Car il faut du temps pour former un bon technicien de bureau d’études. Le credo de Pressmac : concevoir, monter et tester des machines-outils et des lignes de production pour l’industrie, l’électro-technique, l’automobile… « Notre spécialité, c’est le travail des bandes que les industriels veulent découper, plier, souder, tarauder… Dans le bassin franc-comtois, il y a beaucoup de découpeurs qui constituent 10 à 20% de notre clientèle », poursuit Marcel Becker. 

 

Le choix du numérique

 

Très vite après la création de l’entreprise, Pressmac avait fait un choix stratégique : celui de la technologie numérique. « Nous avons développé beaucoup de nouveaux modules alors que notre concurrent allemand hésitait.
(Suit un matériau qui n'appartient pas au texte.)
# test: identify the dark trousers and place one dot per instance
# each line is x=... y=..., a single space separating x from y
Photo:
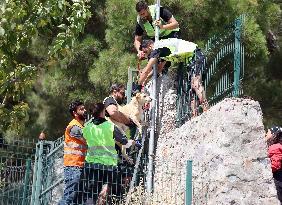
x=278 y=185
x=94 y=177
x=72 y=176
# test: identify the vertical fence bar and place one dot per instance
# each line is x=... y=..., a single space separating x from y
x=35 y=169
x=237 y=57
x=188 y=196
x=153 y=110
x=26 y=182
x=38 y=182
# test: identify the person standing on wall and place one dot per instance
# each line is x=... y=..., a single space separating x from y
x=146 y=21
x=274 y=142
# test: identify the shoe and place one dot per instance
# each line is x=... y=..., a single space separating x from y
x=135 y=89
x=165 y=69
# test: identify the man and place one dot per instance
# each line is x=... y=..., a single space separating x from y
x=175 y=50
x=74 y=152
x=102 y=158
x=116 y=98
x=146 y=21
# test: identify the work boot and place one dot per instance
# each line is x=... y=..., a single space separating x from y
x=136 y=88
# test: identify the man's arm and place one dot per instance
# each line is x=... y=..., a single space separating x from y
x=116 y=115
x=119 y=137
x=146 y=71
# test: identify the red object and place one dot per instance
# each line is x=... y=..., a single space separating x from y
x=275 y=155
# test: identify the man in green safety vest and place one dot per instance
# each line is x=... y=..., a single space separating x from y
x=146 y=21
x=175 y=50
x=102 y=158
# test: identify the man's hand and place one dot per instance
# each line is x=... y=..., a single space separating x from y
x=159 y=24
x=141 y=55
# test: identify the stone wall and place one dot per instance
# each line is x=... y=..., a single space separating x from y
x=230 y=164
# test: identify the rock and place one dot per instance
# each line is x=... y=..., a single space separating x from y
x=226 y=144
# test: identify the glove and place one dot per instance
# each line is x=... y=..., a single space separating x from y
x=131 y=124
x=138 y=144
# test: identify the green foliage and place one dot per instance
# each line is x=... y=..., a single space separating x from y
x=21 y=22
x=55 y=51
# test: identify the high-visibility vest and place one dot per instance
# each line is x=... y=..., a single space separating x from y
x=181 y=50
x=149 y=28
x=101 y=144
x=74 y=148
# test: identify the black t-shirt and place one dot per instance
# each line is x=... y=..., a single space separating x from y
x=160 y=52
x=109 y=101
x=164 y=14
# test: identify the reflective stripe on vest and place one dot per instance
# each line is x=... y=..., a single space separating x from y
x=93 y=148
x=149 y=28
x=76 y=152
x=74 y=148
x=95 y=154
x=101 y=145
x=74 y=145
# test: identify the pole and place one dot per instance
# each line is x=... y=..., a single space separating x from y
x=188 y=195
x=153 y=111
x=26 y=182
x=237 y=57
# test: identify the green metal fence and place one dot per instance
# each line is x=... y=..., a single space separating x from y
x=16 y=161
x=223 y=71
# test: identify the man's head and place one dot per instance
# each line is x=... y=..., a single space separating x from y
x=98 y=110
x=147 y=46
x=143 y=10
x=77 y=110
x=118 y=92
x=274 y=135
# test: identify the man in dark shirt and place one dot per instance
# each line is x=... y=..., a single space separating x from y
x=115 y=99
x=146 y=22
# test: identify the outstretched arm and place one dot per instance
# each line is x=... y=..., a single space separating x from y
x=116 y=115
x=146 y=71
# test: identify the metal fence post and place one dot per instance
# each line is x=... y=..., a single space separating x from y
x=38 y=172
x=237 y=56
x=153 y=111
x=188 y=195
x=26 y=182
x=129 y=85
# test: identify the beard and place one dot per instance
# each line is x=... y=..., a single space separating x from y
x=83 y=116
x=120 y=100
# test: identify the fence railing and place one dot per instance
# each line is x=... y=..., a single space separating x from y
x=223 y=73
x=16 y=161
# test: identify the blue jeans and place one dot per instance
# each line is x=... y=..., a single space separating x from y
x=72 y=178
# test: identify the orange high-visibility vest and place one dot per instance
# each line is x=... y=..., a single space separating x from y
x=74 y=148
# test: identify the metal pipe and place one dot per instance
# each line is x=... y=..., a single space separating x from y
x=188 y=195
x=26 y=181
x=153 y=111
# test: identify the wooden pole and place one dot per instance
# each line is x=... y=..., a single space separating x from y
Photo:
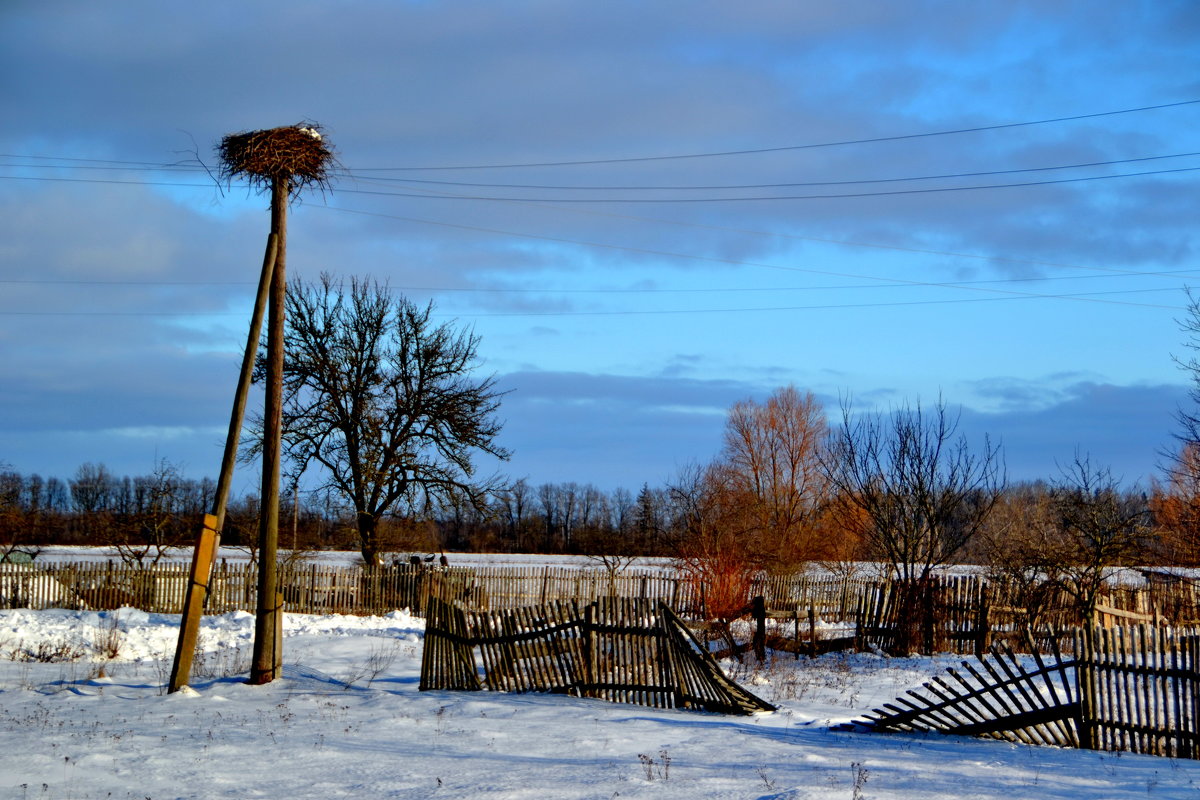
x=268 y=654
x=209 y=539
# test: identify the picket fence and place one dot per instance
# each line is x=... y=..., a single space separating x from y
x=951 y=613
x=619 y=649
x=1128 y=689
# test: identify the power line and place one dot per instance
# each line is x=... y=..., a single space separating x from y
x=773 y=198
x=978 y=128
x=645 y=251
x=807 y=184
x=1084 y=295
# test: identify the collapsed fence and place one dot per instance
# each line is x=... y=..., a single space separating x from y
x=623 y=650
x=1126 y=690
x=949 y=613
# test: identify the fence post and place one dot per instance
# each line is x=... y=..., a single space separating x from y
x=759 y=608
x=983 y=624
x=1085 y=683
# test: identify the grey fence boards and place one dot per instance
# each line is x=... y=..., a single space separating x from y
x=954 y=613
x=1127 y=689
x=619 y=649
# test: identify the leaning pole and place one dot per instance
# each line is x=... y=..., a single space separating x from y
x=282 y=161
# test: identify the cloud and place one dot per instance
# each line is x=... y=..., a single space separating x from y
x=1123 y=427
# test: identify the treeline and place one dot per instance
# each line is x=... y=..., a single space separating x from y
x=145 y=515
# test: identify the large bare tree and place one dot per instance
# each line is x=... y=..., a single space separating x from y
x=921 y=493
x=383 y=400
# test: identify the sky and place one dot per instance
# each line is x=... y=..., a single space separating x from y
x=646 y=212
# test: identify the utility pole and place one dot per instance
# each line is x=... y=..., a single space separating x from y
x=285 y=161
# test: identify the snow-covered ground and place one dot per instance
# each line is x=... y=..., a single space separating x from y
x=346 y=720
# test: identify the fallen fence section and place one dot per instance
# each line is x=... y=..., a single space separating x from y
x=1001 y=701
x=623 y=650
x=1133 y=690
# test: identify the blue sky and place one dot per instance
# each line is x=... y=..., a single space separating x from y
x=647 y=211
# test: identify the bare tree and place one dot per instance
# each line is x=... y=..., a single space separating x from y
x=1093 y=525
x=918 y=493
x=383 y=400
x=769 y=471
x=921 y=491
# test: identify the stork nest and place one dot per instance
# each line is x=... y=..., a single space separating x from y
x=297 y=154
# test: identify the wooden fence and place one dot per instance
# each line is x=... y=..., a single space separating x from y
x=619 y=649
x=1127 y=689
x=955 y=613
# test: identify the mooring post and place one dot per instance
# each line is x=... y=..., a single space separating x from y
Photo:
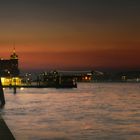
x=2 y=98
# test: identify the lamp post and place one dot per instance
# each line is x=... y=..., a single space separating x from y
x=2 y=98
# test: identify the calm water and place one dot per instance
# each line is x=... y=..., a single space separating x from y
x=91 y=112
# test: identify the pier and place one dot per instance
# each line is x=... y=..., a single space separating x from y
x=5 y=133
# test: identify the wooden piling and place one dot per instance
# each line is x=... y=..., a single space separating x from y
x=2 y=98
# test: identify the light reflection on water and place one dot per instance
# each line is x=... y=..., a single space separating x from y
x=90 y=112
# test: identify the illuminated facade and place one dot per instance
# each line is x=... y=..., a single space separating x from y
x=9 y=71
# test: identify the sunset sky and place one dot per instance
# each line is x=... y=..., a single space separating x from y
x=71 y=34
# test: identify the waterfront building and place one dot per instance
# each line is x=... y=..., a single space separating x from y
x=9 y=70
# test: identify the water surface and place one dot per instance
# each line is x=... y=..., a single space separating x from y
x=93 y=111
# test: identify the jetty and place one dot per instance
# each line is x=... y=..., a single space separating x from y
x=5 y=133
Du coup, nous l’avons devancé et aujourd’hui nous ne sommes pas en retard, nous les talonnons dans 25% de leur activité. »

 

La société bisontine bénéficie du Crédit impôt recherche et consacre 8% de son chiffre d’affaires au développement de nouveaux produits. Ainsi, PressMac a développé un vrai savoir-faire sur des machines numériques à coulisseaux multiples ou encore sur des têtes de soudage pour contacts électriques sur bandes. « Nous sommes spécialisés dans des lignes de process techniques pour des sous-ensembles complets, et notamment pour l’électrotechnique », assure Marcel Becker.

 

Le travail de PressMac démarre avec la pièce ou le composant d’un client dont il va falloir imaginer le process d’automatisation. Usinées par Vienot Mécanique, un sous-traitant de Thise - dans l'agglomération de Besançon -, dont Pressmac est l’un des principaux clients, les pièces sont assemblées dans le premier hall de l'atelier, puis la machine est mise au point dans le deuxième, avant d’être testée dans un troisième, puis installée chez le client.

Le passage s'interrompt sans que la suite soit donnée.